夜空にうっすらと白く輝く天の川。その川のほとりには、はるか昔から一人の偉大な天の神様が住んでおられた。
在夜空中泛著淡淡白光的——便是那條銀河。 在這條河的岸邊,自遠古以來便居住著一位偉大的天神。
神様には織姫という美しい娘がいた。彼女は朝から晩まで機の前に座って、神々や天人たちが身にまとう絹の着物をせっせと織り続けていた。
這位天神有一個名叫織女的美麗女兒。 她從早到晚都坐在織布機前,孜孜不倦地為眾神與天人們織出他們身上所穿的絲綢衣裳。
一方、天の川の向こう岸には、彦星という働き者の青年がいた。彼は天界の牛たちの世話をするのが仕事で、一頭一頭の体を磨き、餌をたっぷり与えてはかわいがっていた。
而在銀河的對岸,則住著一位名叫牛郎的勤勞青年。 他的工作便是照料天界的牛群,把每一頭牛都梳理得毛色發亮,餵得飽飽的,疼愛有加。
二人それぞれの仕事ぶりについては、すでに天界中で評判であった。神様も「二人とも、これほど真面目な働き手はそうそういない」と、日頃から深く感心しておられたのである。
兩人各自的勤勉早已在天界傳為美談。 天神也時常感嘆:「像他們這樣踏實肯幹的好後生,世上可不多見。 」
そんなある日、神様は「これほどの働き者同士なら、夫婦にすればさぞ幸せに暮らすであろう」と、二人を引き合わせることに決めた。
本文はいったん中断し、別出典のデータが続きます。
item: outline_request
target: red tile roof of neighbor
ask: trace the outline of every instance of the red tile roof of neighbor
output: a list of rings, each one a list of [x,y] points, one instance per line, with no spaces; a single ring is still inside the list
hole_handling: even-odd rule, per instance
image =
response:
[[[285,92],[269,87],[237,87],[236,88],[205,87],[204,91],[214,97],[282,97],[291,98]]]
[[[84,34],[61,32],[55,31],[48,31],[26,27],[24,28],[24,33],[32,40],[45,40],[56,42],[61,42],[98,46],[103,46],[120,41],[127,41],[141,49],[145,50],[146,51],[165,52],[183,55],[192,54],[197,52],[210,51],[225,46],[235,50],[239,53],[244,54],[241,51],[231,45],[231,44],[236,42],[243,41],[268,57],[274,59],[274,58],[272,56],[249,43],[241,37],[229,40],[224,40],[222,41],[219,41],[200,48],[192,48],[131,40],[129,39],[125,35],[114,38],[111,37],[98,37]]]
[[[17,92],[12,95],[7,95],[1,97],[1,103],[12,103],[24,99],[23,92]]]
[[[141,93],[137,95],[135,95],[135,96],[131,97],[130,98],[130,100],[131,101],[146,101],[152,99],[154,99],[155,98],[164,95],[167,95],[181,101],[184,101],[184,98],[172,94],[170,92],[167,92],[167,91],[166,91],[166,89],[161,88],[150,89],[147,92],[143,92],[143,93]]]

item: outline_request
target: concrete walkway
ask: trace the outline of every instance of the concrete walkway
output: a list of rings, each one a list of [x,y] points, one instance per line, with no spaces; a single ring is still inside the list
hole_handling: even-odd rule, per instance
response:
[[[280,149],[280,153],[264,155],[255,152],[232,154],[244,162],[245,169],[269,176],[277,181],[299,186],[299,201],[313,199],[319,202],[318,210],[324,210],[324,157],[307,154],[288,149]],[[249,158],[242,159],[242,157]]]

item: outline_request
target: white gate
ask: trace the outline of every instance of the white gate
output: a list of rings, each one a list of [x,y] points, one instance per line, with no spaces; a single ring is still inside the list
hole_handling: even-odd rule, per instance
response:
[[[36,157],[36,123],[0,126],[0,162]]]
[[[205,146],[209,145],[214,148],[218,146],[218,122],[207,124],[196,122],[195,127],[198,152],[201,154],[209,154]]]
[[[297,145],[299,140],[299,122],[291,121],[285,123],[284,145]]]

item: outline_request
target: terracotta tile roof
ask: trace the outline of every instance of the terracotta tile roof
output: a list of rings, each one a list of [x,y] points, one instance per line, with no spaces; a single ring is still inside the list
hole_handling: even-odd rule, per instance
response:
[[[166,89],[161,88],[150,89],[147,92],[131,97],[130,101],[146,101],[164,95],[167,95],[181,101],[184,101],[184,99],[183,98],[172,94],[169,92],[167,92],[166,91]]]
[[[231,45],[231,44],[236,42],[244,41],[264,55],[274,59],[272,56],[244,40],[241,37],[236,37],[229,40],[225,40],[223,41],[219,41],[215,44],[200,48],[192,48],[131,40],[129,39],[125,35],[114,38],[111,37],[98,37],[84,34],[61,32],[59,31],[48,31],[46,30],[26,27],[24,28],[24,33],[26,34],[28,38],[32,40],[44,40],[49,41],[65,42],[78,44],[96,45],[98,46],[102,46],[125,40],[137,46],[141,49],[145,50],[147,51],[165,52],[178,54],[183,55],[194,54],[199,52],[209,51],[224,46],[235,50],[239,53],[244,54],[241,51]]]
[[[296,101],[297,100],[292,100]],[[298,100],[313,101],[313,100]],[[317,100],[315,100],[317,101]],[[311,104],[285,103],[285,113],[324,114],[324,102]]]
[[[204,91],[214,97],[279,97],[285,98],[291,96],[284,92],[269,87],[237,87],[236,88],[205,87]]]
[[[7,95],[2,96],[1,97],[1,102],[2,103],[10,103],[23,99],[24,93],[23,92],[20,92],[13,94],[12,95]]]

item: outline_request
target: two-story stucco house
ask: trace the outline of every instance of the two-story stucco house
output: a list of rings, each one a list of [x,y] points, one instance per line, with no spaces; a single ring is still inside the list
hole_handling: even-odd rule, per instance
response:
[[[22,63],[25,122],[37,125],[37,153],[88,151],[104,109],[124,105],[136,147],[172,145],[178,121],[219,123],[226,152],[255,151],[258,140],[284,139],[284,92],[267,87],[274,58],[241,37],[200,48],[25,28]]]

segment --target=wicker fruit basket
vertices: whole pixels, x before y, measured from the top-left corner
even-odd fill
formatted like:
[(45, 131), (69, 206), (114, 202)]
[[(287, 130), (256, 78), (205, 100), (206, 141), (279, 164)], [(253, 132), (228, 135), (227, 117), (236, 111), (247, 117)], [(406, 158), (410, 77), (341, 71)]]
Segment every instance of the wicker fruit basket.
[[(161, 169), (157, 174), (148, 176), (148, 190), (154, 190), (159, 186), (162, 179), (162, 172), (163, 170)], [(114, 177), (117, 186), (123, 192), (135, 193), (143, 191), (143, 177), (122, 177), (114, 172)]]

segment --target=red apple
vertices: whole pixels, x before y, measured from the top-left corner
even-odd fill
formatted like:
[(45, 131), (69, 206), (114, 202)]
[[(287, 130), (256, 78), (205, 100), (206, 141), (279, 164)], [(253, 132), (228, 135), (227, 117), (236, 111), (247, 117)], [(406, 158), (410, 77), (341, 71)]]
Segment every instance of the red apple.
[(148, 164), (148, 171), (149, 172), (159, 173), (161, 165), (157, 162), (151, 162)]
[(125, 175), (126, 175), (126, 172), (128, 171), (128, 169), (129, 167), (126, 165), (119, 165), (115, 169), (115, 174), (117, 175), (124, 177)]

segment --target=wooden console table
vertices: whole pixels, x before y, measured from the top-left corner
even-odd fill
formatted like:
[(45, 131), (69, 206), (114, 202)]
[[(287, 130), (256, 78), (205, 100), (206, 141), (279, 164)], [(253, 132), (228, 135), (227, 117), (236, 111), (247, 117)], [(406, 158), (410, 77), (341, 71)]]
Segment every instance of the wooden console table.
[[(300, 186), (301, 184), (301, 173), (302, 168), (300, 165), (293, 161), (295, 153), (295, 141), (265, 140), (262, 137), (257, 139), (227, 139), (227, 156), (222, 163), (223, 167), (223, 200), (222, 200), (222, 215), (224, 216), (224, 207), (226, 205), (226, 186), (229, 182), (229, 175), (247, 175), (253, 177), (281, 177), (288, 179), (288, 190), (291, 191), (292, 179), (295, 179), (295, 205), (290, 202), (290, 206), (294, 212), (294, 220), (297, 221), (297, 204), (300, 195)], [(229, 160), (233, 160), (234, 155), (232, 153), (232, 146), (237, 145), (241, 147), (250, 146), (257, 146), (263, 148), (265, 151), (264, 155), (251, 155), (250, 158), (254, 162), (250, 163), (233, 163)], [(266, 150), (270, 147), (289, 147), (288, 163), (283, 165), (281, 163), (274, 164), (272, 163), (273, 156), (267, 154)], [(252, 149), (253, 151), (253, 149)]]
初めて会った織姫と彦星は、互いに一目で深い愛情を抱き、まもなくめでたく夫婦となった。
一天,天神心想:「這般勤勉的兩人若結為夫妻,必定能過得幸福美滿。 」便撮合兩人見了面。 織女與牛郎初次相見便一見傾心,不久便順理成章地結為了夫妻。
ところが、結婚を契機に、二人の暮らしぶりはがらりと変わってしまった。一緒にいるのがあまりに楽しすぎるあまり、二人はすっかり仕事の手を止めてしまったのである。
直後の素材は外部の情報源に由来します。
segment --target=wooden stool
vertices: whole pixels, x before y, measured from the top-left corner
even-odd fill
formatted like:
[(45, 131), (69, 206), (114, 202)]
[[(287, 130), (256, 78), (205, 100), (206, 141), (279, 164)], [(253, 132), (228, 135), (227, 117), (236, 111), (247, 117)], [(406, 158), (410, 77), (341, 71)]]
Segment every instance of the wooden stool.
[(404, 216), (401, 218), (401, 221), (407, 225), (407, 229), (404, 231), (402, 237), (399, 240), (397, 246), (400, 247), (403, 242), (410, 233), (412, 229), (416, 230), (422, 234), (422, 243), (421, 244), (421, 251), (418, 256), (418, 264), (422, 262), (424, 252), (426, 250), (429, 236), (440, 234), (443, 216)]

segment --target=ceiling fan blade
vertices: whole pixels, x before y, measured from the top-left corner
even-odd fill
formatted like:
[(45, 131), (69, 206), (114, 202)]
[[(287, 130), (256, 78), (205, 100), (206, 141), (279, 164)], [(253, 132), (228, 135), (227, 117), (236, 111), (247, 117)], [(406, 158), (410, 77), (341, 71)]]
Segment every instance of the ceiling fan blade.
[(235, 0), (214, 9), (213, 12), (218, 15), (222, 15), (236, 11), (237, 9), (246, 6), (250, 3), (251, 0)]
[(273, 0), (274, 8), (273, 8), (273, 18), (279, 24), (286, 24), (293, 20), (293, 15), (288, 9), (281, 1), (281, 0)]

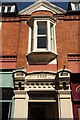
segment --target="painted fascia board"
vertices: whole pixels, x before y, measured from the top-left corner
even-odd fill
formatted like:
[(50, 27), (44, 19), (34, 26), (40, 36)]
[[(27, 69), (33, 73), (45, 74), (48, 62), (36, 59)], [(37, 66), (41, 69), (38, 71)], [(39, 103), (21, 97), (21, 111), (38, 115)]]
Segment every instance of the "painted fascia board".
[(36, 11), (36, 9), (39, 8), (40, 6), (44, 6), (47, 9), (50, 9), (50, 11), (52, 11), (53, 13), (55, 12), (56, 14), (61, 14), (61, 13), (63, 14), (66, 12), (62, 8), (60, 8), (54, 4), (51, 4), (48, 1), (37, 1), (36, 3), (33, 3), (32, 5), (30, 5), (29, 7), (21, 10), (19, 12), (19, 14), (20, 15), (31, 14), (32, 12)]

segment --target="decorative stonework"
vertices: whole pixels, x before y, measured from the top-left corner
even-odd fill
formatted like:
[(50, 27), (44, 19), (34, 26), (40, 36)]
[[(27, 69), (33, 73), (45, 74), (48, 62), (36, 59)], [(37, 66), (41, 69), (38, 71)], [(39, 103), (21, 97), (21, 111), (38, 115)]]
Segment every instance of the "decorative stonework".
[(77, 15), (68, 15), (68, 16), (65, 16), (64, 19), (65, 20), (79, 20), (80, 16), (77, 16)]
[(17, 56), (0, 56), (0, 61), (1, 62), (5, 62), (5, 61), (16, 61), (17, 60)]
[(68, 61), (80, 61), (80, 54), (68, 54)]
[(49, 88), (54, 88), (55, 86), (53, 85), (53, 82), (27, 82), (26, 83), (26, 88), (27, 89), (49, 89)]

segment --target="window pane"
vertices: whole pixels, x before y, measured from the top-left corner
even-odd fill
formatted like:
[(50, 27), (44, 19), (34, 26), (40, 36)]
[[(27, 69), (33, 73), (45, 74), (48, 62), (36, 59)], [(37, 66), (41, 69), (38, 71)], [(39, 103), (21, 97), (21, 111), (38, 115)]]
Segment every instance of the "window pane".
[(39, 21), (37, 22), (38, 25), (38, 35), (46, 35), (47, 33), (47, 22), (46, 21)]
[[(8, 120), (8, 117), (10, 118), (10, 103), (9, 102), (2, 102), (2, 119), (3, 120)], [(10, 110), (9, 110), (10, 109)]]
[(37, 38), (37, 48), (46, 48), (46, 37)]

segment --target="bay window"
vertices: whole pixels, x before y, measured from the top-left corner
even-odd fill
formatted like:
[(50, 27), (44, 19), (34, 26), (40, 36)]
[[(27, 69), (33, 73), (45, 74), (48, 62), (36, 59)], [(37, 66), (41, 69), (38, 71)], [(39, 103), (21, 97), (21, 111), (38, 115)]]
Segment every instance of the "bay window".
[[(38, 64), (49, 63), (57, 55), (55, 25), (56, 20), (51, 17), (34, 17), (28, 21), (29, 24), (29, 44), (28, 44), (28, 61), (33, 60)], [(41, 61), (40, 57), (43, 57)], [(47, 61), (45, 60), (47, 59)]]

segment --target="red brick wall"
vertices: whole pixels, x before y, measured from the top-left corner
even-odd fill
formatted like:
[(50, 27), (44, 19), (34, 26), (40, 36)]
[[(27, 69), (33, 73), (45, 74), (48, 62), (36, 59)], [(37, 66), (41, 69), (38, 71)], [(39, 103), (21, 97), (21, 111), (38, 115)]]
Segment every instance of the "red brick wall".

然而以結婚為契機,兩人的生活態度卻來了個一百八十度的大轉變。 因為在一起實在太過快樂,他們竟將各自的工作完全拋諸腦後。
織姫は機の前に座っても、すぐに席を立っては彦星に会いに行ってしまうばかりであった。神々の着物はみるみるうちにすり切れ、新しい一着すら織り上がらない有様であった。
織女即便坐到了織布機前,轉眼便又起身奔向牛郎那裡。 眾神的衣裳眼看著一件件磨破,連一件新的也織不出來。
彦星もまた、牛の世話を放り出して、毎日織姫と笑い興じる始末であった。世話をされなくなった牛たちは、痩せ細って次々に病に倒れていった。
牛郎也把牛群的照料拋到了一邊,每天只顧和織女嬉戲作樂。 無人照看的牛隻日漸瘦弱,接二連三地病倒了。